Que se passe-t-il lorsque des étudiants plus âgés entrent sur un campus de jeunes ? - L'apprentissage à partir de la cinquantaine brise la "barrière de l'âge"

Que se passe-t-il lorsque des étudiants plus âgés entrent sur un campus de jeunes ? - L'apprentissage à partir de la cinquantaine brise la "barrière de l'âge"

L'université peut-elle dépasser le stéréotype de "lieu pour les jeunes" ?
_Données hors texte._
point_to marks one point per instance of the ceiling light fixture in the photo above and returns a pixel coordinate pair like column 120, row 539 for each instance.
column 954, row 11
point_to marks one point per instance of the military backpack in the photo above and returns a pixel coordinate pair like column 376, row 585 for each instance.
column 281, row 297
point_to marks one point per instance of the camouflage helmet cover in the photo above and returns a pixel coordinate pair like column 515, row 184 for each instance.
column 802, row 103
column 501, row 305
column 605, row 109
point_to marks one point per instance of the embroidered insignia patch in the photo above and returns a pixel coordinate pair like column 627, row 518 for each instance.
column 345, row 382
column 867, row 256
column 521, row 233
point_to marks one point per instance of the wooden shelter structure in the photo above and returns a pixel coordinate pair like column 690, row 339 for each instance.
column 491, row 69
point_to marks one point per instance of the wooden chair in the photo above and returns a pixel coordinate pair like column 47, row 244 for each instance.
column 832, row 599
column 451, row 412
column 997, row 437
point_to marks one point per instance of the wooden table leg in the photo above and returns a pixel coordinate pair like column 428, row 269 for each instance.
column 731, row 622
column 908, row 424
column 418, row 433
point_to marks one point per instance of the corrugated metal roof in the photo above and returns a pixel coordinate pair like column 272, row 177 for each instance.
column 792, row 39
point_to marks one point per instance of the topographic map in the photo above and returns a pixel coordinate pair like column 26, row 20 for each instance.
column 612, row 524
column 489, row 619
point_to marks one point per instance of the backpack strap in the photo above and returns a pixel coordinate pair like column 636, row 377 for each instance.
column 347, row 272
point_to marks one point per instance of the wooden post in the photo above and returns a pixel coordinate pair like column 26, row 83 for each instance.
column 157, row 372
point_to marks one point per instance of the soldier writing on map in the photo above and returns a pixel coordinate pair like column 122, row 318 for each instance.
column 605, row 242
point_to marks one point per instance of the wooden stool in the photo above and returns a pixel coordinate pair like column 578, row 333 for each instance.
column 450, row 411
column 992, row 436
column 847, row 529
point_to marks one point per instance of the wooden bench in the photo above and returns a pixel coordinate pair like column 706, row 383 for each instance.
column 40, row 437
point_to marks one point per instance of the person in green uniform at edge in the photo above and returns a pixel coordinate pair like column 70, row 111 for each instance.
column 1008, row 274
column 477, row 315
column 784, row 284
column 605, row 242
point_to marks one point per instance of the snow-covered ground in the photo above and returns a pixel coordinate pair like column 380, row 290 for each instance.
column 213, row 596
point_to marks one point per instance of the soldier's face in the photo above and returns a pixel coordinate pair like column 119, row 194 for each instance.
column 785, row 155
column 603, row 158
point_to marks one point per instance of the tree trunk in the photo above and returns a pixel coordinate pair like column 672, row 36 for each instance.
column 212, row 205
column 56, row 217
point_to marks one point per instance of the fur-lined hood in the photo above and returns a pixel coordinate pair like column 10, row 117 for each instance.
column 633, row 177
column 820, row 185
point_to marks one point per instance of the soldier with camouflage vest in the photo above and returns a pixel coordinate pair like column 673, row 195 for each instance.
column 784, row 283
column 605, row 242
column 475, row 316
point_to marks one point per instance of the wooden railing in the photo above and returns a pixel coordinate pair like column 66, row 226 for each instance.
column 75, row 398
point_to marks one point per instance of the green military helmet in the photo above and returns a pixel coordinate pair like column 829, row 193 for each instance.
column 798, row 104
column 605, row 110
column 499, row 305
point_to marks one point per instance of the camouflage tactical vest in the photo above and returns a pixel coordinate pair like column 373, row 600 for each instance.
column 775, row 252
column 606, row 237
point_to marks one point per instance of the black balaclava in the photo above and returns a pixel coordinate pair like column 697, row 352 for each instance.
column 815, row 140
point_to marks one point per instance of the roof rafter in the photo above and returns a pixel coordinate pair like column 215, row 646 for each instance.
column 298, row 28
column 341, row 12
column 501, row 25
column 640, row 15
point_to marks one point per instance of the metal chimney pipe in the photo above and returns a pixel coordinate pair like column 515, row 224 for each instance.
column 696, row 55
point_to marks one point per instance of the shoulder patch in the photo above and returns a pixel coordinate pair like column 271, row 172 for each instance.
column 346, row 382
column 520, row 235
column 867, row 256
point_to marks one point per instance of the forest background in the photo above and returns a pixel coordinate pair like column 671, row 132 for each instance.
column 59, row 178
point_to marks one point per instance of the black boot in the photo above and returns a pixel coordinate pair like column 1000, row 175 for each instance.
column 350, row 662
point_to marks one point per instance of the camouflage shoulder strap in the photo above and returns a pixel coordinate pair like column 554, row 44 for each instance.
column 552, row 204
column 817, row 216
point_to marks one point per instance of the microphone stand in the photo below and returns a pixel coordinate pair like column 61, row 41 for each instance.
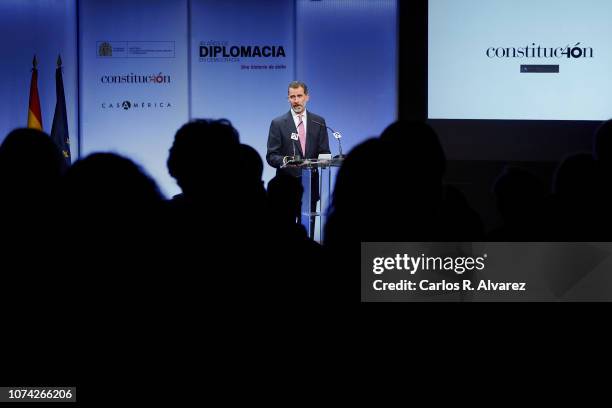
column 337, row 136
Quand on pense à une salle de classe universitaire, beaucoup imaginent des étudiants âgés de la fin de l'adolescence au début de la vingtaine. Nouveaux amis, préparation à l'emploi, vie de campus comme prolongement de la jeunesse. Pendant longtemps, l'université a été décrite dans la société comme un "lieu où les jeunes se préparent pour l'avenir".

Cependant, à l'ère de la vie centenaire, cette image commence à diverger de la réalité. Les personnes souhaitant changer de carrière, celles qui veulent reprendre leurs études après la retraite, celles qui n'ont pas eu suffisamment d'opportunités éducatives dans leur jeunesse, ou celles qui veulent simplement satisfaire leur curiosité intellectuelle. Les raisons d'apprendre ne disparaissent pas avec l'âge, mais deviennent plutôt plus complexes et enrichissantes grâce à l'expérience de vie.

Une étude menée à l'Université Pompeu Fabra de Barcelone, en Espagne, symbolise ce changement. Les chercheurs de cette université ont analysé l'expérience des étudiants âgés participant à un programme senior, qui suivent les mêmes cours que les jeunes étudiants de premier cycle. Les résultats ont montré que les stéréotypes tels que "les personnes âgées sont désavantagées dans l'apprentissage", "elles sont faibles en numérique et en langues", ou "elles deviennent passives parmi les jeunes étudiants" ne s'appliquent pas nécessairement dans les salles de classe réelles.

Au contraire, les étudiants plus âgés apportent leur expérience de vie, leur expérience professionnelle et une forte motivation à apprendre, élargissant ainsi les discussions en classe. Pour les jeunes étudiants, c'est une occasion de découvrir des perspectives difficiles à obtenir uniquement parmi leurs pairs, remettant en question le sens même de l'université.


Les étudiants âgés sont-ils vraiment en retard ?

Dans une salle de classe avec des différences d'âge, des suppositions unilatérales sont souvent faites. Les jeunes étudiants sont forts en numérique, tandis que les étudiants plus âgés sont faibles. Les jeunes sont flexibles en langues, tandis que les plus âgés ont du mal à suivre. Les jeunes s'adaptent naturellement à la culture universitaire, tandis que les plus âgés se sentent déplacés. Ces points de vue font partie de l'âgisme largement présent dans la société moderne, c'est-à-dire les préjugés et la discrimination basés sur l'âge.

Cependant, l'étude montre que ces distinctions simples s'effondrent. Parmi les étudiants âgés, certains ont utilisé l'anglais dans leur expérience professionnelle passée. Grâce à l'expérience accumulée en tant que professionnels, certains apportent en classe une capacité à organiser les discussions, à donner des exemples concrets, et une réalité que les jeunes étudiants n'ont pas encore. Tout comme les jeunes générations ne maîtrisent pas nécessairement toutes les technologies numériques ou les langues, les générations plus âgées ne peuvent pas être généralisées.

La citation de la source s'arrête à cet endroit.